Recogí la ropa tirada por el suelo, salí de la habitación y fui al baño. Oriné, me duché, me lavé bien. Tenía hambre. Fui a la cocina a preparar algo. Cuando estaba sentada, empezando a tomarme el café con leche, una mano en el hombro me sobresaltó. Naturalmente era Abel.

—Buenos días, mamá.

—Buenos días, Abel. ¿Quieres?

—Sí, claro. Tengo mucha hambre.

No le pregunté qué quería, porque lo sabía de toda la vida. Le preparé el desayuno como nunca se lo había hecho. Era la primera vez que desayunaba con un amante, y lo estaba celebrando. Sentados al lado, en la estrecha cocina de toda su vida, y casi toda la mía, comimos en silencio. Cuando acabamos, nos miramos a la vez.

—¿Y ahora? —pregunté.

Me besó. Estuvimos un rato besándonos despacito, tocándonos apenas los labios, y luego las manos subieron de la mesa a las caras, al pecho, a los brazos, a las otras manos. Abrí los ojos que había cerrado al principio, suspiré y dije:

—Esto no tiene remedio.

—No, mamá. Esto ya es así.

Empezamos a besarnos otra vez. Ahora nos abrazábamos, nos acariciábamos, su pecho, mis pechos, yo sujeté su cintura, él me agarró las nalgas; mi albornoz, su calzoncillo y camiseta nos estorbaban. Nos fuimos desnudando a manotazos, yo no podía dejar de tocarlo, no encontraba lugar donde no deseara estar. Mientras nos desnudábamos seguíamos besándonos. Acabamos de librarnos de la ropa.

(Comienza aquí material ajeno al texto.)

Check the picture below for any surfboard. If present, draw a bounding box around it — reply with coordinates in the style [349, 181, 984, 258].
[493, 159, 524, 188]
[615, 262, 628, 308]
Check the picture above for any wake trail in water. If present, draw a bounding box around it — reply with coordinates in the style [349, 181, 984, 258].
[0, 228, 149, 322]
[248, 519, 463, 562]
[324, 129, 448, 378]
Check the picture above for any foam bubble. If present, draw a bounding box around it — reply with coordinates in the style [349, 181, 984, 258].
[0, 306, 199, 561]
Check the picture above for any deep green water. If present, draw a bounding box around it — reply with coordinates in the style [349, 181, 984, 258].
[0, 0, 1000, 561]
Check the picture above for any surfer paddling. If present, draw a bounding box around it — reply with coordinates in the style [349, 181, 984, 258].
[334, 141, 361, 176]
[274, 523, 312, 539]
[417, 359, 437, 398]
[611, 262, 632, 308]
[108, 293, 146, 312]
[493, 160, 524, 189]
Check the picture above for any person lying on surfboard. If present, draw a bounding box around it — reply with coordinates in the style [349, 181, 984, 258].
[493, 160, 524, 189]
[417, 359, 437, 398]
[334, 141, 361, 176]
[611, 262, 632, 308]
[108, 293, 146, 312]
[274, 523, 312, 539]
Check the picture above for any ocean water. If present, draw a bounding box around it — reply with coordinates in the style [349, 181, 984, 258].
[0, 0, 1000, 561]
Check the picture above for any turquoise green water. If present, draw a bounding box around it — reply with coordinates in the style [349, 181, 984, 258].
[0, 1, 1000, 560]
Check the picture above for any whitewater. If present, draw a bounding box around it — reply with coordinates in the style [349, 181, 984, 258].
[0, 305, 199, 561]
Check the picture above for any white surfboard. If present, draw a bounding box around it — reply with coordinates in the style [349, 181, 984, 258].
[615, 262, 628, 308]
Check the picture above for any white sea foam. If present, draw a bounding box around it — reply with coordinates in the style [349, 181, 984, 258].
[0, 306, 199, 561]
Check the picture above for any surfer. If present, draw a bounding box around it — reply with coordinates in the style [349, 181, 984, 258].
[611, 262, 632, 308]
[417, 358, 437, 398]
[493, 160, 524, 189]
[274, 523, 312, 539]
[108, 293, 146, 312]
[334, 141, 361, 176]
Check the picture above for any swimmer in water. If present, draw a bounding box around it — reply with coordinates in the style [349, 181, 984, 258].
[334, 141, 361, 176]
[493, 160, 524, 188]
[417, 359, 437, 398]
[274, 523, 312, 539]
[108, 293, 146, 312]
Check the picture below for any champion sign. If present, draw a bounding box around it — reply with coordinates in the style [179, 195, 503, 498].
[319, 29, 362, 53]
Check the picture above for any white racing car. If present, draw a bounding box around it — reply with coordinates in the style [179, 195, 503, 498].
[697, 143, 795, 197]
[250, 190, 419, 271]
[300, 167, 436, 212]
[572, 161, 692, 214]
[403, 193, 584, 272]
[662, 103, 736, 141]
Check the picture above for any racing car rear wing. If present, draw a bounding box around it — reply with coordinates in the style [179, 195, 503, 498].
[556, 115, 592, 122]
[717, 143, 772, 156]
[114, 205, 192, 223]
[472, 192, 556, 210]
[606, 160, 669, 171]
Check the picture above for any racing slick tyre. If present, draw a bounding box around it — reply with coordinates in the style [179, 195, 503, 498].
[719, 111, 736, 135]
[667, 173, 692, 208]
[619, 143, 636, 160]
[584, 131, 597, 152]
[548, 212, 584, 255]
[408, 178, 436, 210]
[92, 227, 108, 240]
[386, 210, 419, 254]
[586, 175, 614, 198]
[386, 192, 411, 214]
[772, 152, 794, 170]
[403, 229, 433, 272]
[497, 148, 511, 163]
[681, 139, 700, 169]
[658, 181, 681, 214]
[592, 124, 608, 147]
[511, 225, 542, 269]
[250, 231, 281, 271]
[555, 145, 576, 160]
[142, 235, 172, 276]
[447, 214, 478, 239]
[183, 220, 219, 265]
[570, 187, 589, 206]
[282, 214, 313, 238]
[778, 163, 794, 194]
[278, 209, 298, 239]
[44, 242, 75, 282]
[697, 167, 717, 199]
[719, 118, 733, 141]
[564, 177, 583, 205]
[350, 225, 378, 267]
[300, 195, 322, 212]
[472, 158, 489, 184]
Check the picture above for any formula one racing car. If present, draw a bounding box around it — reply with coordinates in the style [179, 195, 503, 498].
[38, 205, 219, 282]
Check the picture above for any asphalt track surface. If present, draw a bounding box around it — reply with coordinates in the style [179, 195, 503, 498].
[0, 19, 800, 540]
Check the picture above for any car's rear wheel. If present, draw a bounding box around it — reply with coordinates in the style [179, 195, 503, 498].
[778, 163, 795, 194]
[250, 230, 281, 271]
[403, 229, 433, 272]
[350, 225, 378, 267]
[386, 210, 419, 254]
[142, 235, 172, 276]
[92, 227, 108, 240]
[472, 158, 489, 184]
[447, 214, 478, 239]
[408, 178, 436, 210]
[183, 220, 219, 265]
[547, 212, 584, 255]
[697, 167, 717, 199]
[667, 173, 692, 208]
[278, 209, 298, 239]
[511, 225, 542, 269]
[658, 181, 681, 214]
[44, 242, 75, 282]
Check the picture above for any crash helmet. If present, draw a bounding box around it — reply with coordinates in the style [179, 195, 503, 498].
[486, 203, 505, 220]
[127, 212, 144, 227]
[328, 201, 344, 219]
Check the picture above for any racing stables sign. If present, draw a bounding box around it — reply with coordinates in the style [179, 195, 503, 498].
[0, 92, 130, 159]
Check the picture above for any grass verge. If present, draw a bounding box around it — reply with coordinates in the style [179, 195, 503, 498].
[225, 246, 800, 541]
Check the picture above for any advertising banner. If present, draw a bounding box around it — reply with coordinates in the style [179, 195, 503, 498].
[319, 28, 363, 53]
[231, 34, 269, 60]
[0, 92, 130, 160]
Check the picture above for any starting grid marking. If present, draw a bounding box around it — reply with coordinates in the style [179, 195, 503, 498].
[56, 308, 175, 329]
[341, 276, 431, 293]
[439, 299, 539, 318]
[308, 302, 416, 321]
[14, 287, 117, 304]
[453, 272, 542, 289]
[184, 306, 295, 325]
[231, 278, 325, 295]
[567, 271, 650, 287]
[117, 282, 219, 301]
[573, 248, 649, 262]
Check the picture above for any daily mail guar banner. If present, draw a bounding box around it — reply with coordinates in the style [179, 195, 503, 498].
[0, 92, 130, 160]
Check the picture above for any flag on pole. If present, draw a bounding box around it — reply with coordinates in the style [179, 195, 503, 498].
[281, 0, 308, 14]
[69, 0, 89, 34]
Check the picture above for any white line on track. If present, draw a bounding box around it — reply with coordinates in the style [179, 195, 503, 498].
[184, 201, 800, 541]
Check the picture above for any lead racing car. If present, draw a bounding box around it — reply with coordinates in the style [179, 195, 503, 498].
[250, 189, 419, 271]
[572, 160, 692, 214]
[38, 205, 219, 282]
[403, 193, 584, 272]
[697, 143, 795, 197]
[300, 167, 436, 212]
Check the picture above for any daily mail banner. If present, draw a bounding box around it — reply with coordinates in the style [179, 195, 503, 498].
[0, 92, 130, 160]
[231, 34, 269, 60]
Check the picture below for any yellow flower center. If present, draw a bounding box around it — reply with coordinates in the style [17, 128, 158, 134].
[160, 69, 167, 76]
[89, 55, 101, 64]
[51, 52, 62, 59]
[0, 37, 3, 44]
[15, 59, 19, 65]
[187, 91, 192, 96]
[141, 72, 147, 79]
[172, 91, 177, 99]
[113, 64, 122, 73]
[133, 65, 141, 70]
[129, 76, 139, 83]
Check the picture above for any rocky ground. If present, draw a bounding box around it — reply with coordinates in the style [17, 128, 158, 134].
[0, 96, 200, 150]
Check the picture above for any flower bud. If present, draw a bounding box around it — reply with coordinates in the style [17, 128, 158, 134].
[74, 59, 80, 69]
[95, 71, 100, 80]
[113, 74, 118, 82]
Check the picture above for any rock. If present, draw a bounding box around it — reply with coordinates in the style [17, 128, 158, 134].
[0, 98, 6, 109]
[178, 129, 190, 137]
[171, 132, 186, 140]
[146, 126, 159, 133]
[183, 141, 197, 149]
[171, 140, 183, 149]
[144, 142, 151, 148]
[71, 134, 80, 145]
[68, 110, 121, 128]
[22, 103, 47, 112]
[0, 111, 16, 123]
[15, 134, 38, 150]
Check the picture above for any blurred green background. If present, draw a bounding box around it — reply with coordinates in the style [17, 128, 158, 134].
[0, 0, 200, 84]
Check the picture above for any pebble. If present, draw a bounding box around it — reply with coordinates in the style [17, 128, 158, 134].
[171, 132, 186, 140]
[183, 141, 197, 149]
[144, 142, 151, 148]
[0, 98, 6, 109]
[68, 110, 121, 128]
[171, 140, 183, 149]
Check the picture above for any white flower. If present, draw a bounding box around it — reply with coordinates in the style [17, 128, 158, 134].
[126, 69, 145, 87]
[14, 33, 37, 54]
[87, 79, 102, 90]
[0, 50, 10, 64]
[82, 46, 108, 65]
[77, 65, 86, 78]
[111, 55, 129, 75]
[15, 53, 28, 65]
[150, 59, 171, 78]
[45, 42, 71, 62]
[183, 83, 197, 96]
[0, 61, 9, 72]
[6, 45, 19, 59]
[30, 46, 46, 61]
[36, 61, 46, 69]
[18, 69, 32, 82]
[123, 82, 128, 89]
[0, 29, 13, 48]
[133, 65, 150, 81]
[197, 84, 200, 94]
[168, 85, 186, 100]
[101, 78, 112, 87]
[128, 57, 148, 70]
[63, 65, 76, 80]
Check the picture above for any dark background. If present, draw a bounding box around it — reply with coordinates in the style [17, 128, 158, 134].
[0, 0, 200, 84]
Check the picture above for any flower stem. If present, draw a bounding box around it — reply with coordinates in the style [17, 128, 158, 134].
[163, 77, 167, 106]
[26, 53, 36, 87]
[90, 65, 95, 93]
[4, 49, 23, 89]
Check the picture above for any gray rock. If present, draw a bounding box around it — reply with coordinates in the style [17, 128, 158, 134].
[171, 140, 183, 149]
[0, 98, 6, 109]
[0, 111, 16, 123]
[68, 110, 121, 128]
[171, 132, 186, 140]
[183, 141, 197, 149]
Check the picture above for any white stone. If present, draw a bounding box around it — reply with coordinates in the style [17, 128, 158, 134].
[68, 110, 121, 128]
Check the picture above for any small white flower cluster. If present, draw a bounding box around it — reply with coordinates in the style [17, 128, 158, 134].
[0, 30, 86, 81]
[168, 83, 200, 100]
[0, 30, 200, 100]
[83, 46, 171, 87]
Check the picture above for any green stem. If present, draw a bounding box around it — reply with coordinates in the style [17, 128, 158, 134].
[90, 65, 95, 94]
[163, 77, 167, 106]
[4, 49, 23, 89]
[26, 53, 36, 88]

De pie, le sujeté su pene, que volvía a estar erecto, dispuesto para otra vez. Yo estaba otra vez deseosa de tenerlo en mis brazos, de que me tuviera rodeándolo. Me besó los pezones, iba lamiendo y estirando en un doloroso placer que me movía de arriba abajo, que me levantaba del suelo. Yo toqué su pene más fuerte, iba desnudando la cabeza, que rodeé con los dedos. Me agaché para besarle la punta, y luego me lo metí en la boca, lamiendo el glande y ensalivando todo.

Me levantó en peso, me sentó en la mesa de la cocina, apartando los platos y las tazas. Me acercó al borde, y, poniéndose de rodillas, me empezó a besar y comenzó el cunnilingus que estaba deseando. Su lengua expertamente me buscaba todos los rincones donde podía encontrar un nervio, y yo toda era el nervio que tocaba. Se me movían las piernas del gusto, mi culo se movía sin que pudiera evitarlo. El clítoris, que anoche me había llevado con su lengua al cielo, estaba tenso, esperándolo, recordando el placer, que volvió como una ola inmensa, llenándome de calor.

Se levantó ahora él, y me penetró. Llegó hasta el final, y, por el camino, iba avanzando y retrocediendo, y afianzando su posición, llenándome de gusto por donde iba. Mientras tanto me tocaba el clítoris con el dedo, y luego lo tomó entre dos dedos que movía alternadamente. Estaba a punto, no podía más. Perdía el sentido, me recuperaba, despertaba desde lejos y me hundía en el sueño más placentero, donde abandonaba todo.

—Me corro, Abel.

Tenía que decírselo para disfrutar aún más de aquello. Me corrí como un río, un torrente, otra réplica del terremoto de la noche, movía las piernas, me agarraba a sus brazos con mis manos que querían arrancar en alas. No grité, suspiré desde tan profundo que me quedé sin aire, toda agotada. Un grito que no dije pero que me satisfizo como el de la noche.

Mientras me estaba corriendo y respiraba con dificultad, noté cómo su leche me volvía a llenar, y él permanecía dentro de mí mientras nos abrazábamos.

Nos habíamos vuelto a correr juntos.